Other ways other solves it: have the client on the users computer. With Claude Code it runs on your own machine and the long running LLM calls depends on your machine being turned on, and users understands that.

Can't we just use Background jobs?

It is pretty common to have background jobs in webapps. Most common is emails, the user clicks send email, and webapp puts a job in a queue which is then picked up by a background job which ensures the email is sendt reliablely and without having a slow response.

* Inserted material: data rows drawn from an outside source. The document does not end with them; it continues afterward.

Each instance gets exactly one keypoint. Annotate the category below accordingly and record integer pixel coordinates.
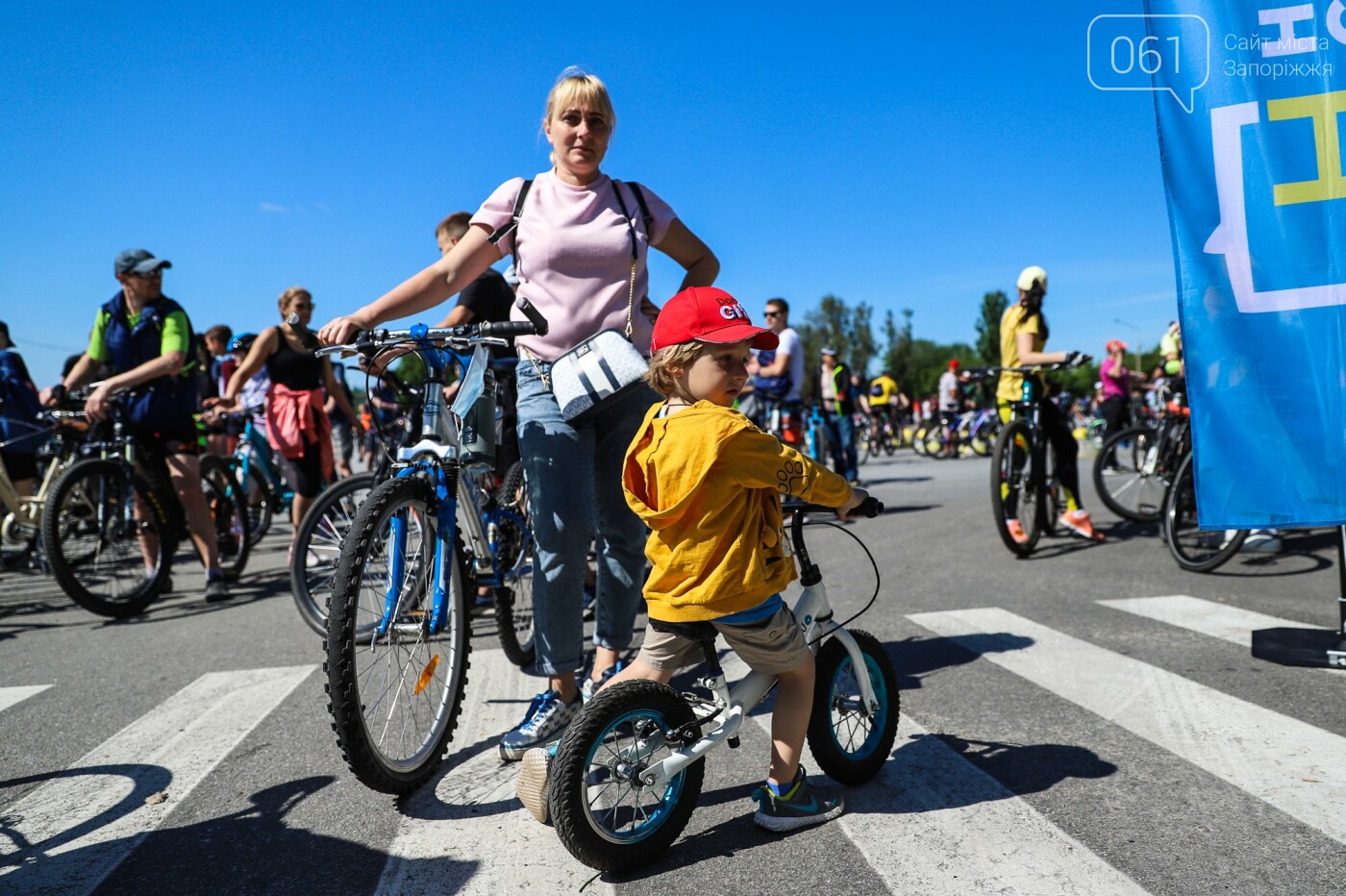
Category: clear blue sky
(904, 157)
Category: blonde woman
(574, 259)
(296, 424)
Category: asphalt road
(1062, 732)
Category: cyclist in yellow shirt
(1023, 336)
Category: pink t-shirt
(575, 257)
(1114, 378)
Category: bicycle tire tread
(343, 703)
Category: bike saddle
(695, 632)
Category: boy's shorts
(771, 646)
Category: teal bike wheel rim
(653, 818)
(845, 684)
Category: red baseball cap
(707, 313)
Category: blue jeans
(841, 437)
(575, 495)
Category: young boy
(709, 484)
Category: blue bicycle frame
(262, 450)
(436, 457)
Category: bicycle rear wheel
(394, 697)
(260, 501)
(104, 533)
(602, 812)
(1195, 549)
(1128, 477)
(318, 544)
(229, 514)
(1016, 488)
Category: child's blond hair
(669, 358)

The problem with background jobs is that they are mostly broken up into short pieces so they can be executed reliably. Long LLM calls also depends heavily on state and continuing. It is non determinist at the start how long a LLM call will run for, it all depends on how many function calls and turns it chooses to take.

That is is not a great fit for background jobs like Celery/Sidekiq.

You could break the problem down into individual tasks, but a task queue is not for many sequatial tasks. It would be like transcoding a movie one second at a time, but having to load the full movie every time.

Requirements

Let us turn it around and look at what is our requirements since the normal methods like Request/Response and Backghround Tasks does not work.

  • It has to be streaming feedback to the user
  • Users should be able to help the agent
  • Response from LLM is stored for viewing later

With the requirement we can design a solution that will work.

Solution

We first need a batch platform, something that allows for longer compute. That can either be Google Cloud Run Jobs, or Cloudflare Workflows.

Then we need a live chat, something were we can update, and the updates are reflected at the users frontend. Here Firebase a option, also Cloudflare has Cloudflare Agent or the lower level Cloudflare Durable Object.

Last we still want to store the results in a SQL database of such. Here Google Cloud has Cloud SQL and Cloudflare has D1.

User -> WebServer: "Can you order dinner?"

WebServer -> Batch: Start Agent call

Batch -> Batch: Calls LLM

Batch --> User: Update WebSocket "Finding places"

Batch -> Batch: Execute LLM Tool calls

Batch --> User: Update WebSocket "Evaluating spaces"

note:
User Disconnects and Reconnects

Batch --> User: Sends history over Websocket

note:
As the user reconnects the batch sends all the history to the user, eg. "Finding places", "Evaluting spaces"

Batch --> User: Update WebSocket "Made reservation for you"

Batch -> WebServer: Save conversation to Database

You can extend your own on https://swimlanes.io/

Conclusion

You can start fine with developing your LLM calls in normal serverless Request/Response style, but once you begin wanting to give the LLM tools and have true agents, this is the considerations you have to take.

Users are very accustomed now to constant feedback of what agents does. We have to step up our game to make these agent flows good, but with a little work we can really elevate what the agents can do.

It is clear with examples of Claude Code that long agentic calls are possible now, and having the Agent be able to work for longer and think is really beneficial. Once-shot LLM calls with perfect prompts are last year way of solving the problem.